TimeLogic: A Temporal Logic Benchmark for Video QA
Sirnam Swetha, Hilde Kuehne, Mubarak Shah
TL;DR
TimeLogic QA (TLQA) introduces a scalable framework and benchmark to evaluate temporal logical understanding in VideoQA. It automatically generates QA pairs across 16 temporal-logic categories from four datasets (STAR, Breakfast, AGQA, CrossTask), producing TLQA-S and TLQA-L variants with 32k and 160k QA pairs per dataset. The framework builds per-time-step instance states from annotated videos, uses template questions aligned to temporal operators, and automatically creates positive and negative QA samples for robust evaluation.
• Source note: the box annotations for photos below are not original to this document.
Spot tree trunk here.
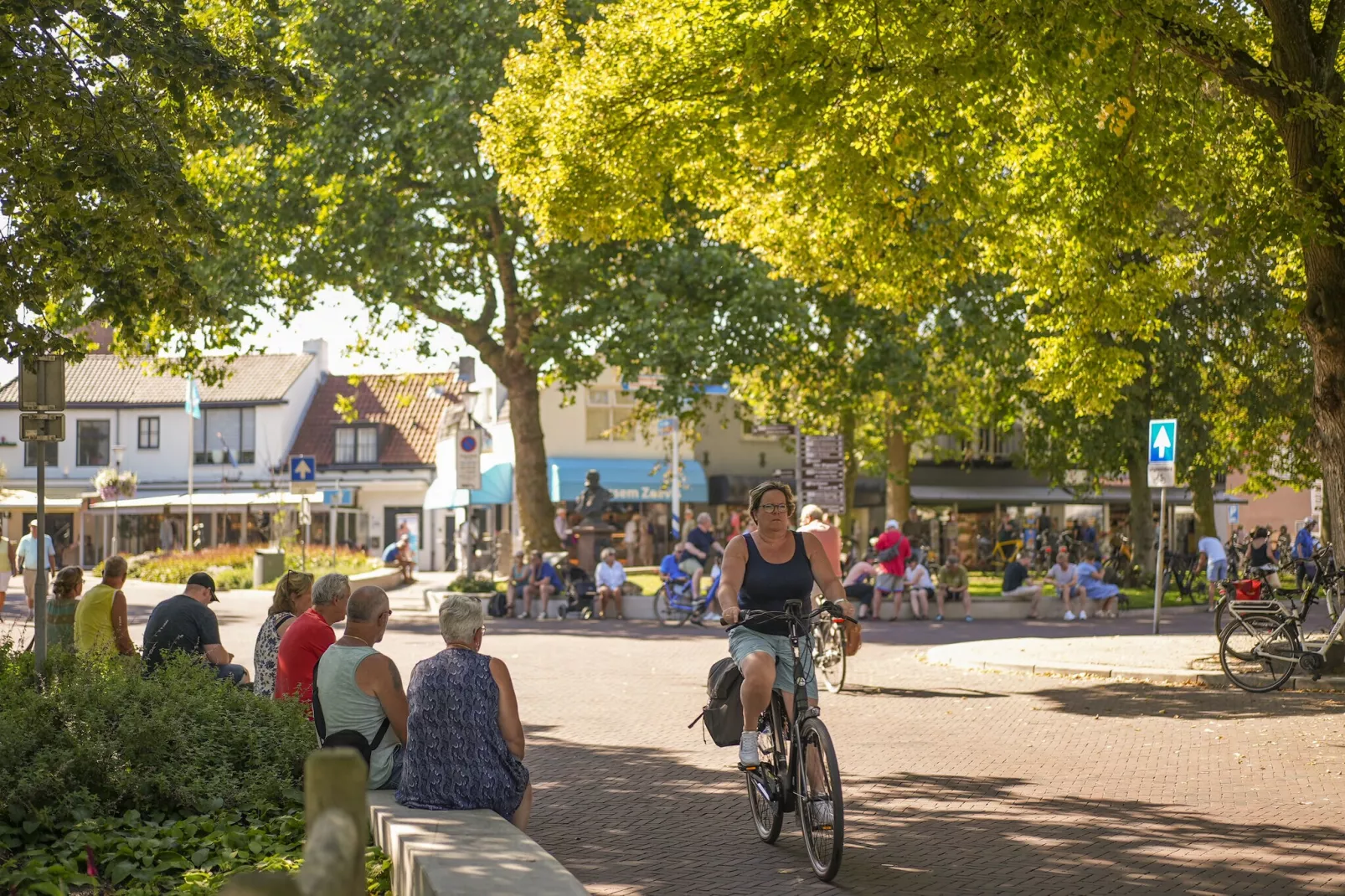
[841,408,863,554]
[1190,466,1219,538]
[888,420,910,522]
[502,368,561,550]
[1126,444,1154,576]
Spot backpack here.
[313,657,393,767]
[688,657,743,747]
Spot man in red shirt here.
[871,519,910,619]
[276,573,350,703]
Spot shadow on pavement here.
[528,736,1345,896]
[1033,682,1345,720]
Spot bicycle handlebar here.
[719,600,859,631]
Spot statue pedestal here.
[575,522,616,576]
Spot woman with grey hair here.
[397,595,533,830]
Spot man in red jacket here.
[276,573,350,705]
[871,519,910,619]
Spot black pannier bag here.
[688,657,743,747]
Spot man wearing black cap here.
[144,573,251,685]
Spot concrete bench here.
[368,790,588,896]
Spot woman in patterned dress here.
[253,569,313,699]
[397,595,533,830]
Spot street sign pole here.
[1154,488,1167,635]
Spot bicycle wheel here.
[1219,616,1302,694]
[745,694,788,843]
[654,588,691,626]
[812,619,846,694]
[795,716,845,880]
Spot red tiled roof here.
[291,374,466,468]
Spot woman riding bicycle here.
[719,481,857,767]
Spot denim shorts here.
[729,626,817,699]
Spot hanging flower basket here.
[93,466,140,501]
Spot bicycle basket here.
[1234,579,1263,600]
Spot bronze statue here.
[575,470,612,526]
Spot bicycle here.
[1219,543,1345,694]
[812,616,846,694]
[729,600,854,881]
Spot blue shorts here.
[729,626,817,699]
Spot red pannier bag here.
[1234,579,1263,600]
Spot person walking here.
[275,573,350,703]
[253,569,313,699]
[74,554,136,657]
[935,550,971,621]
[313,585,406,790]
[15,519,56,610]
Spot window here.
[584,386,635,441]
[332,426,378,464]
[136,417,159,451]
[75,420,111,466]
[193,408,257,464]
[23,441,56,466]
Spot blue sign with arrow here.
[1149,420,1177,464]
[289,455,317,481]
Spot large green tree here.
[198,0,776,548]
[0,0,302,361]
[486,0,1345,540]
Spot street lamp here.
[111,445,126,557]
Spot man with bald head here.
[313,585,408,790]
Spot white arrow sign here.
[1154,426,1172,460]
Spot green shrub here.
[0,643,315,849]
[446,576,497,595]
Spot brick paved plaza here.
[18,578,1345,894]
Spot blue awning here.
[421,464,513,510]
[546,457,710,504]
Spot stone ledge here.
[368,790,588,896]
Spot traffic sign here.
[1149,420,1177,464]
[289,455,317,495]
[457,430,486,488]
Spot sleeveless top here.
[74,583,117,654]
[317,645,398,790]
[253,610,295,697]
[397,647,528,818]
[739,532,812,635]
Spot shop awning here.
[546,457,710,504]
[421,464,513,510]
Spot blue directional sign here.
[1149,420,1177,464]
[289,455,317,481]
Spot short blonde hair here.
[439,595,486,645]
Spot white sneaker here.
[808,798,835,827]
[739,730,761,768]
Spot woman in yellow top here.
[75,556,136,657]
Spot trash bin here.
[253,548,285,588]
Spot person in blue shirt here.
[1079,548,1121,619]
[1292,517,1317,588]
[523,550,565,619]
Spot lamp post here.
[111,445,126,557]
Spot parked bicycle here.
[729,600,854,881]
[1219,548,1345,694]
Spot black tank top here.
[739,532,812,635]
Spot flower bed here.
[94,546,380,590]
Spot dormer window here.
[332,425,378,464]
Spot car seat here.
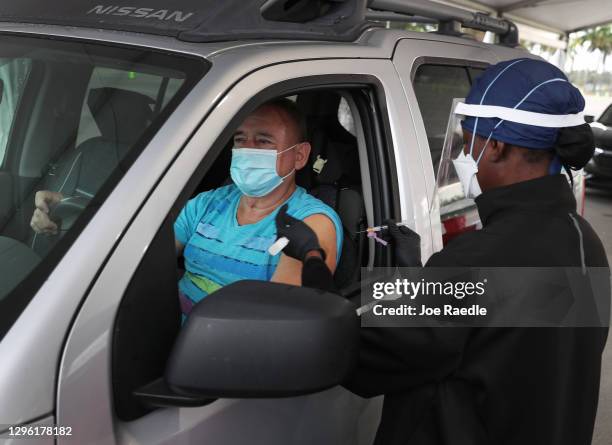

Zero-shot experiments with leading VideoQA models reveal that boolean questions are particularly challenging and that higher temporal capacity improves performance, underscoring the need for improved temporal reasoning in video-language models.
Abstract
Temporal logical understanding, a core facet of human cognition, plays a pivotal role in capturing complex sequential events and their temporal relationships within videos. This capability is particularly crucial in tasks like Video Question Answering (VideoQA), where the goal is to process visual data over time together with textual data to provide coherent answers. However, current VideoQA benchmarks devote little focus to evaluating this critical skill due to the challenge of annotating temporal logic. Despite the advancement of vision-language models, assessing their temporal logical reasoning powers remains a challenge, primarily due to the lack QA pairs that demand formal, complex temporal reasoning. To bridge this gap, we introduce the TimeLogic QA (TLQA) framework to automatically generate the QA pairs, specifically designed to evaluate the temporal logical understanding. To this end, TLQA leverages temporal annotations from existing video datasets together with temporal operators derived from logic theory to construct questions that test understanding of event sequences and their temporal relationships. TLQA framework is generic and scalable, capable of leveraging both, existing video action datasets with temporal action segmentation annotations, or video datasets with temporal scene graph annotations, to automatically generate temporal logical questions. We leverage 4 datasets, STAR, Breakfast, AGQA, and CrossTask, and generate two VideoQA dataset variants - small (TLQA-S) and large (TLQA-L) - containing 2k and 10k QA pairs for each category, resulting in 32k and 160k total pairs per dataset. We undertake a comprehensive evaluation of leading-edge VideoQA models, employing the TLQA to benchmark their temporal logical understanding capabilities. We assess the VideoQA model's temporal reasoning performance on 16 categories of temporal logic with varying temporal complexity.